Una de las mujeres había alzado la vista hacia él. Su bebé dormía sobre unas gasas en el suelo, y ella le acarciaba las piernecitas. Sonrió con calidez hacia Lee.
― Esos lloros son de hambre.
― H-hai…
Con cuidado desabrochó el soporte separándolo de su pecho, y se lo colocó en las rodillas. El chasquido de la burbuja de gas al quebrarse y liberar el calor hacia el recipiente alteró aún más el llanto del bebé, que amenazaba con incomodar a los otros niños, calmados o dormidos.
Dándose toda la prisa que pudo, lo colocó en sus brazos y le ofreció el biberón de leche materna. En un segundo, los lloros habían cesado. Aunque aún se revolvía en los brazos del ninja, al menos se alimentaba en silencio.
― Arigatō ― susurró Lee, en direción a aquella que le había dado el consejo. Ella tan sólo sonrió, y algunas madres agradecieron con resoplidos que el bebé al fin se hubiera callado.
Lee se sonrojó, inundado de vergüenza. Mirando alrededor, se dio cuenta de que era el único hombre en el refugio de bebés. Normal… el pensamiento le voló inevitablemente hacia Sakura. ¿Qué estaría haciendo en aquel momento? ¿Estaría bien? Aquello le parecía tan injusto que tenía ganas de salir corriendo.
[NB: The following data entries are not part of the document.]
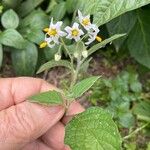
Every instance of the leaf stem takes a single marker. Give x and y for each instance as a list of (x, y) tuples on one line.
[(135, 131)]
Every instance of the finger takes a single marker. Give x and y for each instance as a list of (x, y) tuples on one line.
[(25, 122), (16, 90), (54, 137), (75, 108), (37, 145)]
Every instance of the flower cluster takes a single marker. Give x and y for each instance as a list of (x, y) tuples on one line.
[(54, 32)]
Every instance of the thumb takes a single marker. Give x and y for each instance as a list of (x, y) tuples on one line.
[(25, 122)]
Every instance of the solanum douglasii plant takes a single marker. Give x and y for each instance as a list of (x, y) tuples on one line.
[(95, 123)]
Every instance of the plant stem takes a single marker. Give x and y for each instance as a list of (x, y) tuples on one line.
[(135, 131)]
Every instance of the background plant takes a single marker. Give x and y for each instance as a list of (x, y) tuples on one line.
[(21, 38)]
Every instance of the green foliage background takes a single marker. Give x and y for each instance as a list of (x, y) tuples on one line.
[(21, 25), (22, 22)]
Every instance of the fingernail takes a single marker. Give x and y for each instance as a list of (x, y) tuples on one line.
[(67, 147)]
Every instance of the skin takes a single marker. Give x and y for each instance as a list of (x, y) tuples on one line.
[(25, 125)]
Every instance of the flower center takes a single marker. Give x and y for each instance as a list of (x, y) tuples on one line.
[(52, 32), (75, 32), (43, 44), (98, 38), (85, 21)]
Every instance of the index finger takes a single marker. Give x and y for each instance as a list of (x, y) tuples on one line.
[(17, 90)]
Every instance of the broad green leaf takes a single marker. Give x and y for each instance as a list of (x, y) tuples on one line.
[(59, 11), (142, 110), (1, 55), (47, 98), (106, 10), (93, 129), (10, 19), (103, 43), (138, 41), (80, 88), (12, 38), (70, 5), (10, 3), (127, 120), (35, 35), (121, 24), (37, 19), (24, 61), (53, 63), (27, 6)]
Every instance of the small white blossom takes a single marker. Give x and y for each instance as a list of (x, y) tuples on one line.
[(57, 57), (85, 53), (74, 32), (50, 42), (54, 31), (84, 20), (92, 32)]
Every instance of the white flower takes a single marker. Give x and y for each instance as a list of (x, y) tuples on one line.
[(85, 53), (54, 31), (57, 57), (50, 42), (74, 32), (84, 20), (92, 32)]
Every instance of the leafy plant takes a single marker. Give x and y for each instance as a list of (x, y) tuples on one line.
[(22, 31), (119, 94)]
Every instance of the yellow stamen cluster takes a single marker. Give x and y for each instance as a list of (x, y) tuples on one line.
[(50, 32), (43, 44), (75, 32), (98, 38), (86, 21)]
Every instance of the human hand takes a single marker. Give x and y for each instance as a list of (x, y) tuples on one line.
[(29, 126)]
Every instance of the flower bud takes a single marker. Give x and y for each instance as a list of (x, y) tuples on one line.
[(85, 53)]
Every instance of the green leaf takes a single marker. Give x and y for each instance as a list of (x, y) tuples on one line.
[(106, 10), (103, 43), (47, 98), (37, 19), (121, 24), (93, 129), (138, 41), (12, 38), (70, 5), (10, 19), (24, 61), (59, 11), (27, 6), (142, 110), (53, 63), (81, 87), (127, 120), (1, 55)]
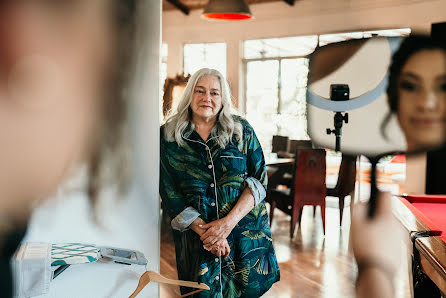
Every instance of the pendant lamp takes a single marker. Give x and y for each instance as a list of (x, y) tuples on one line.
[(231, 10)]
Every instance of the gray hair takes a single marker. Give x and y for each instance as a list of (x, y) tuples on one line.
[(179, 120)]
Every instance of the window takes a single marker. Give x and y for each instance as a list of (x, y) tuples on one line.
[(199, 55), (276, 72)]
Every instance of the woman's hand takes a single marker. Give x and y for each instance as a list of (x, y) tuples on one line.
[(378, 246), (220, 248), (216, 231)]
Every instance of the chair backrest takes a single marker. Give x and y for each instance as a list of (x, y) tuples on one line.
[(347, 175), (299, 144), (280, 143), (309, 176)]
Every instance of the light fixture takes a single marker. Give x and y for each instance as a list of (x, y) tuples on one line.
[(231, 10)]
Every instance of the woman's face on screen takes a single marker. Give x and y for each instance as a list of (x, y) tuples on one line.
[(422, 99), (54, 61)]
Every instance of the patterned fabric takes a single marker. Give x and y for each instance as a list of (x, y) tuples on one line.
[(73, 253), (210, 179)]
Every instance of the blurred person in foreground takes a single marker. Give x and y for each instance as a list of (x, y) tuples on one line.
[(63, 65)]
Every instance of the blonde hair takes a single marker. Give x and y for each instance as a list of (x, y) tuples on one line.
[(179, 120)]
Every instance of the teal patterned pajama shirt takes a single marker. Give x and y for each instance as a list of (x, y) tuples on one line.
[(202, 179)]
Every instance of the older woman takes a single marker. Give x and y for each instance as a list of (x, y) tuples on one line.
[(212, 185)]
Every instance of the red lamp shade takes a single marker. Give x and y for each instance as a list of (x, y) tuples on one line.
[(231, 10)]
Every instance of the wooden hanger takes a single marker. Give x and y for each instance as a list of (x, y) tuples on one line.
[(149, 276)]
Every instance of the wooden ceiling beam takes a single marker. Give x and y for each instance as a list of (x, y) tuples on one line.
[(183, 8)]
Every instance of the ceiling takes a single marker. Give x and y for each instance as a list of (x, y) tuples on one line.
[(200, 4)]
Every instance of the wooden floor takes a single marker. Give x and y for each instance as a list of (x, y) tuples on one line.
[(311, 265)]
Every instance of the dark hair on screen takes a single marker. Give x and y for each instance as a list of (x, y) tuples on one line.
[(409, 47), (110, 161)]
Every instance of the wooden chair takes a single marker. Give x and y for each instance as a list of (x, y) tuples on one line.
[(308, 187), (345, 184)]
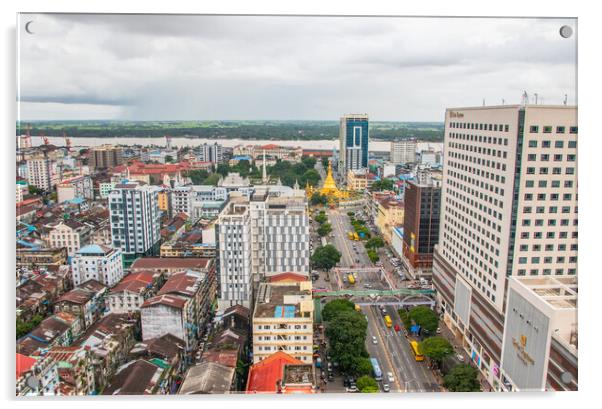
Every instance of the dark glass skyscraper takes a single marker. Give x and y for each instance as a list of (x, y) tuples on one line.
[(353, 139)]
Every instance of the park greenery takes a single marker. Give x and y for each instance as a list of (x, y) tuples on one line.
[(367, 384), (436, 349), (462, 378), (346, 331), (325, 257), (248, 130)]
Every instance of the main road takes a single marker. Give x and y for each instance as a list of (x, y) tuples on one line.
[(392, 349)]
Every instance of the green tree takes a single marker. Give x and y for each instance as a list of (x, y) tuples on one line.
[(375, 242), (332, 308), (324, 229), (326, 257), (321, 217), (367, 384), (426, 318), (436, 348), (346, 333), (318, 199), (462, 378)]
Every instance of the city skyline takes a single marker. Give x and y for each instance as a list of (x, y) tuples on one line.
[(154, 67)]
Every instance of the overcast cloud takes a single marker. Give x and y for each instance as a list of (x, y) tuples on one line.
[(144, 67)]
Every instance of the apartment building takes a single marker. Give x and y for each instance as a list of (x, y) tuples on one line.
[(135, 219), (40, 173), (509, 208), (283, 320), (422, 204), (264, 234), (79, 187), (540, 340), (353, 142), (403, 151), (105, 157), (96, 262)]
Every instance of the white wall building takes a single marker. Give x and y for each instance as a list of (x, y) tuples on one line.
[(509, 207), (75, 188), (99, 263), (403, 151), (135, 218)]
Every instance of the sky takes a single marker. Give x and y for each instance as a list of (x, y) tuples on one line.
[(175, 67)]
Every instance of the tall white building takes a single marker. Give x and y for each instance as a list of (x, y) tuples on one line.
[(209, 152), (264, 235), (135, 219), (40, 173), (403, 151), (509, 207), (95, 262)]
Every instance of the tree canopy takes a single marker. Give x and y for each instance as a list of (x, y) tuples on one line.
[(462, 378), (326, 257), (436, 348), (367, 384)]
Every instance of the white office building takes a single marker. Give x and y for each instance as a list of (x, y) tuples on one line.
[(403, 151), (100, 263), (135, 219), (264, 235), (509, 208)]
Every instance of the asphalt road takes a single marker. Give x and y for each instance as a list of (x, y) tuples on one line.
[(392, 349)]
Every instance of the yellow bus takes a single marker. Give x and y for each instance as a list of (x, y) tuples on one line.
[(417, 354)]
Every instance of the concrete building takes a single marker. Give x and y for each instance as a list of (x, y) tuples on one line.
[(135, 220), (266, 234), (75, 188), (209, 152), (422, 204), (509, 208), (131, 292), (105, 157), (539, 348), (403, 151), (40, 173), (353, 143), (283, 320), (181, 308), (100, 263)]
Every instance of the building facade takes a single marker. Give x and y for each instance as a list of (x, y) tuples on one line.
[(135, 219), (509, 208), (403, 151), (353, 142), (96, 262)]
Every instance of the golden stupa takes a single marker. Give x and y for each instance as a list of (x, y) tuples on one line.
[(329, 189)]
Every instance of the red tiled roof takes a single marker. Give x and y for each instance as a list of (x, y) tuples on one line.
[(135, 282), (24, 364), (149, 263), (264, 374), (287, 276)]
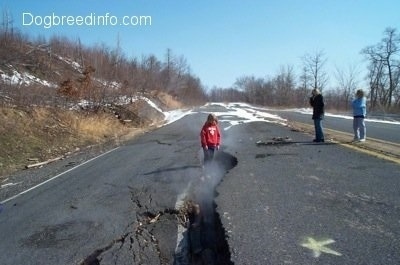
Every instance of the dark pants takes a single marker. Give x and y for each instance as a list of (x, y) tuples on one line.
[(208, 154), (319, 132)]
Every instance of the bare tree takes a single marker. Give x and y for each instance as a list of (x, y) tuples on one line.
[(314, 65), (384, 68), (348, 83)]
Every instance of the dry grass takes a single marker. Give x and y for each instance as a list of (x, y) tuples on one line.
[(45, 133)]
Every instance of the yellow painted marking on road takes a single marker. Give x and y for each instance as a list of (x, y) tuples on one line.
[(319, 247)]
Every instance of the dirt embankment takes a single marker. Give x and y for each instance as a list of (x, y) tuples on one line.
[(32, 135)]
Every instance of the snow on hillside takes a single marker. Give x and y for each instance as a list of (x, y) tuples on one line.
[(17, 78)]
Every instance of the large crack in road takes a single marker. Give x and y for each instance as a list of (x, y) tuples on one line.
[(201, 236)]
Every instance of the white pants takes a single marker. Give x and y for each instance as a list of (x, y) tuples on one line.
[(360, 131)]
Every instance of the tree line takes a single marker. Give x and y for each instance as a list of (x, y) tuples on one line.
[(287, 89), (106, 74), (102, 74)]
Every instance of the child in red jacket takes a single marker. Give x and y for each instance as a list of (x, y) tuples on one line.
[(210, 138)]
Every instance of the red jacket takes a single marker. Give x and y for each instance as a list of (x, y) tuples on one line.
[(210, 135)]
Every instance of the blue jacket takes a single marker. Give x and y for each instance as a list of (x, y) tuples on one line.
[(359, 107)]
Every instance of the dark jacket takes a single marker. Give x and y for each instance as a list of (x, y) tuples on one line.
[(317, 102)]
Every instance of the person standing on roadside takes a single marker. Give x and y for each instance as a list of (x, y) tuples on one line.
[(359, 105), (318, 105)]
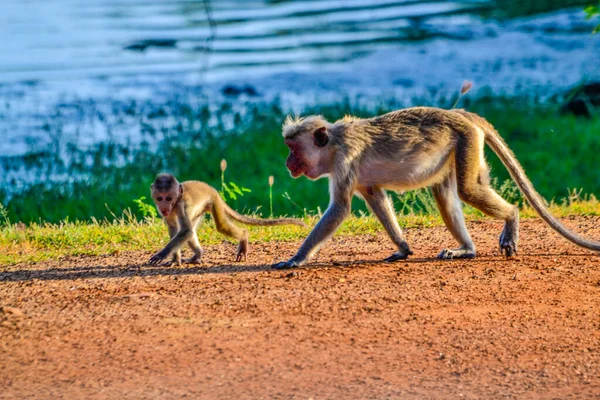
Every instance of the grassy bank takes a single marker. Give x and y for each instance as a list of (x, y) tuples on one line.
[(558, 151)]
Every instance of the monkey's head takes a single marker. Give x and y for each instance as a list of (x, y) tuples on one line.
[(309, 142), (166, 191)]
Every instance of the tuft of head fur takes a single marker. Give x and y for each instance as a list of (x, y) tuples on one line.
[(292, 126), (164, 182)]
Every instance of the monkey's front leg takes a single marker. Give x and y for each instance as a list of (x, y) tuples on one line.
[(323, 231), (174, 244), (379, 203), (176, 258)]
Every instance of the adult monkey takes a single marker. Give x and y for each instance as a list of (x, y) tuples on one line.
[(403, 150)]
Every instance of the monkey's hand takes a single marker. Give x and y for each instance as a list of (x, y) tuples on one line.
[(158, 257), (242, 250), (291, 263)]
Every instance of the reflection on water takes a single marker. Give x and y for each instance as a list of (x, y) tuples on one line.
[(73, 60), (72, 38)]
Contó los cuerpos, los nudos de mantas… veinte, quizá más, se refugiaban en aquel agujero en penumbra con sus bebés de corta edad. Había pasado por las salas de los niños pequeños en el pasillo del refugio, niños que estaban en su jardín de infancia cuando sonaron las alarmas. Aunque los profesores trataban de distraerlos, las miradas perdidas y llorosas, las manitas mordidas en las bocas diminutas, los puños cerrados en las prendas de colores, se sucedían en cada uno de aquellos chiquillos. Eran el tesoro de Konoha, el futuro, por lo que estaban custodiados por ninja de primer orden.
Iruka lo había sonreído, con los alumnos de primero de la academia pulcramente formados tras él. Les hacía responsables de todo aquel que fuese menor que ellos, así se mantenían ocupados. Pero entre ellos no dejaban de cuchichear, y aquellos que tenían padres en el combate mostraban una mirada de orgullo y miedo a partes iguales.
― Está dormido.
Lee se despertó del adormecimiento en que le tenían hundido sus negras cavilaciones.
― ¿Na… nani?
― Se ha quedado dormido.
Le dio miedo retirar la mano. Mientras su hijo tomaba, había agarrado complacido uno de sus dedos con una mano diminuta. Ahora estaba quieto en sus brazos, tranquilo, compartiendo su leve calor con el del ninja sumergido en un sueño de paz. Se lo quedó mirando, conmovido y melancólico, recordando cómo esas manos se contraían en el pecho de Sakura cuando lo alimentaba.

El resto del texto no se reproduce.